May 29, 2025, 3:06 PM UTC

A federal appeals court chief judge dismissed a misconduct complaint against a district judge who will no longer hire law clerks from Columbia University, but said “widespread judicial boycotting” could lead to lower public confidence in the courts.

US District Judge Daniel Traynor of the District of North Dakota is among the 13 federal judges who signed a letter last year, promising not to hire law clerks from Columbia over its handling of student protests on the Israel-Hamas war. A newly released April 8 order from Chief Judge Steven M. Colloton of the US Court of Appeals for the Eighth Circuit dismissing the complaint didn’t name Traynor, but he’s the only trial judge from that circuit who is part of the boycott.

According to Colloton’s order, Traynor said in written responses that the letter “was to utilize the slight influence judges have to positively impact our educational institutions.” He also said the letter would promote confidence in the judiciary and that “judges have an obligation to encourage the very best in the legal academy.”

Colloton said several of the allegations in the complaint don’t meet the bar for showing potential misconduct. But he said there’s a question about whether participating in such a boycott could lead to lower public confidence in the courts.

Colloton said that participating in a boycott could raise a problem “where judges seek through the allocation of publicly-funded employment opportunities (or other allocations of public funds) to influence the behavior of private institutions on matters of public concern.”

“The boycott at issue here involves only thirteen federal judges and one private institution, but the practice—if approved and widely accepted—could proliferate. Judges will have different views on what causes are righteous and which institutions or entities should be targeted,” Colloton wrote. “Widespread judicial boycotting based on issues of the day may well have the potential to embroil the judiciary in extrajudicial public controversies and to lower public confidence in the courts among reasonable people.”

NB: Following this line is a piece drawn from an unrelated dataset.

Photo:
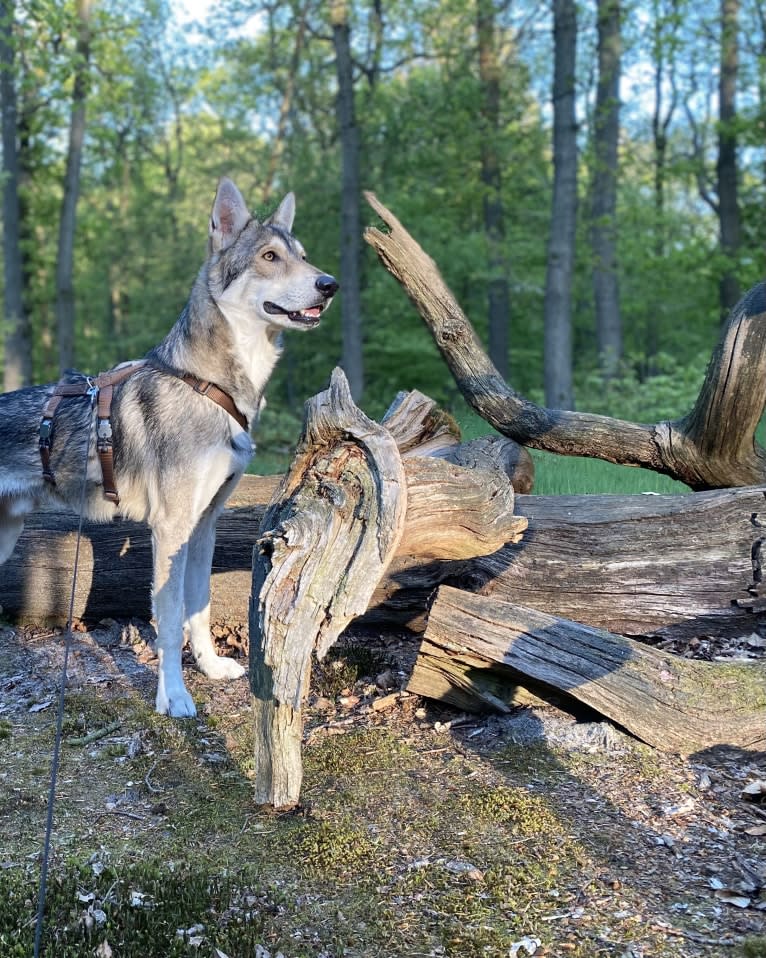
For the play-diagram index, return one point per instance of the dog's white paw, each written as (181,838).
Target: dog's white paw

“There is thus a substantial question whether judges cross an important line when they go beyond expressing their personal views in an effort to persuade and begin using their power as government officials to pressure private institutions to conform to the judges’ preferences,” he added.

Still, Colloton said the complaint should be dismissed “under the present circumstances.” He said that there was no guidance for the district judge on whether participating in a boycott is a “forbidden” activity for federal judges, and the code of conduct for federal judges or any ethics authorities for the judiciary don’t address boycotts.

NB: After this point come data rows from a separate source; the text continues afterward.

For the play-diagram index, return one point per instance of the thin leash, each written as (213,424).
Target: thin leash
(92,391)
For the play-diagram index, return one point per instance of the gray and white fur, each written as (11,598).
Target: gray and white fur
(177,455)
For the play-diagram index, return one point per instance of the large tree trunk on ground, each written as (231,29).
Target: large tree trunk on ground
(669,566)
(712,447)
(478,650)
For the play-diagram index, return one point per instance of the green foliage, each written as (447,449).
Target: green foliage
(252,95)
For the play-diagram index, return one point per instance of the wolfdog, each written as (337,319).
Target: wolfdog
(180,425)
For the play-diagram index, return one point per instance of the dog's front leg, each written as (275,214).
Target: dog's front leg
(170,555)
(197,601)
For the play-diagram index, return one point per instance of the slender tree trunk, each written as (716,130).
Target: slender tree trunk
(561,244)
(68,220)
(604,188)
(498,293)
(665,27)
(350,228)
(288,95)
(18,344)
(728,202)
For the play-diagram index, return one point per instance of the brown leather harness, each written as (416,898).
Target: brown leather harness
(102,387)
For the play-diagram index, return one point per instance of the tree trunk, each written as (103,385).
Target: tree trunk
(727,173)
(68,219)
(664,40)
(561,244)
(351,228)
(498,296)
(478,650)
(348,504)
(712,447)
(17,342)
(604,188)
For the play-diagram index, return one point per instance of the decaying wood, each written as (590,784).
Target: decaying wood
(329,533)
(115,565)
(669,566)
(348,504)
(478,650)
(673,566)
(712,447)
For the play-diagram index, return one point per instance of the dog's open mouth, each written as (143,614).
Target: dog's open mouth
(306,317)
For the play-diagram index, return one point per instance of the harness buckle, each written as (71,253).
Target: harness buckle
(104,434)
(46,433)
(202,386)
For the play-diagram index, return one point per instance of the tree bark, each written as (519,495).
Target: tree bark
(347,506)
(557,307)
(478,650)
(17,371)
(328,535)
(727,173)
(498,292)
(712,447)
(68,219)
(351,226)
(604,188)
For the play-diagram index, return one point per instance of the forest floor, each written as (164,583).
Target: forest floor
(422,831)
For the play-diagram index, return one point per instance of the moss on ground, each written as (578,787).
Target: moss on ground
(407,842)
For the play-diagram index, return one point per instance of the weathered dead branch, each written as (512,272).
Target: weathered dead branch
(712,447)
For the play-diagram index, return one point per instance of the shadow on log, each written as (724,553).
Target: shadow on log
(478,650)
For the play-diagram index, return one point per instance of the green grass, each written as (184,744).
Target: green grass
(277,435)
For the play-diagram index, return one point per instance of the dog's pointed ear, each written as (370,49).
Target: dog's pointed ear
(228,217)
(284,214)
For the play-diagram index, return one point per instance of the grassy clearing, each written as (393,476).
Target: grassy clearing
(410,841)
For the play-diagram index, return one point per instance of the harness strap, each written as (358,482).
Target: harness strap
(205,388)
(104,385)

“The matter may be appropriate for study by those who revise and interpret the Code of Conduct, but a judicial-conduct proceeding is not the appropriate forum for developing or advising on the ethical canons,” Colloton wrote.

A staffer in Colloton’s chambers said the judge doesn’t take media requests. Traynor didn’t immediately return a request for comment.

Judges James Ho of the Fifth Circuit and Lisa Branch of the Eleventh Circuit, who signed the Columbia letter, have also said they won’t hire law clerks from Yale and Stanford over those institutions’ handling of student protesters.

Other judges have also had misconduct complaints dismissed against them for having signed the Columbia University boycott letter.

Traynor last year also rejected a motion for him to recuse himself from a lawsuit on protests against the Dakota Access pipeline, over his participation in the Columbia boycott. Attorneys behind the recusal motion said they list a Columbia Law School initiative in their signature block in the complaint, and that Columbia students are working on the litigation. But Traynor said he isn’t biased against any Columbia students, programs, or faculty.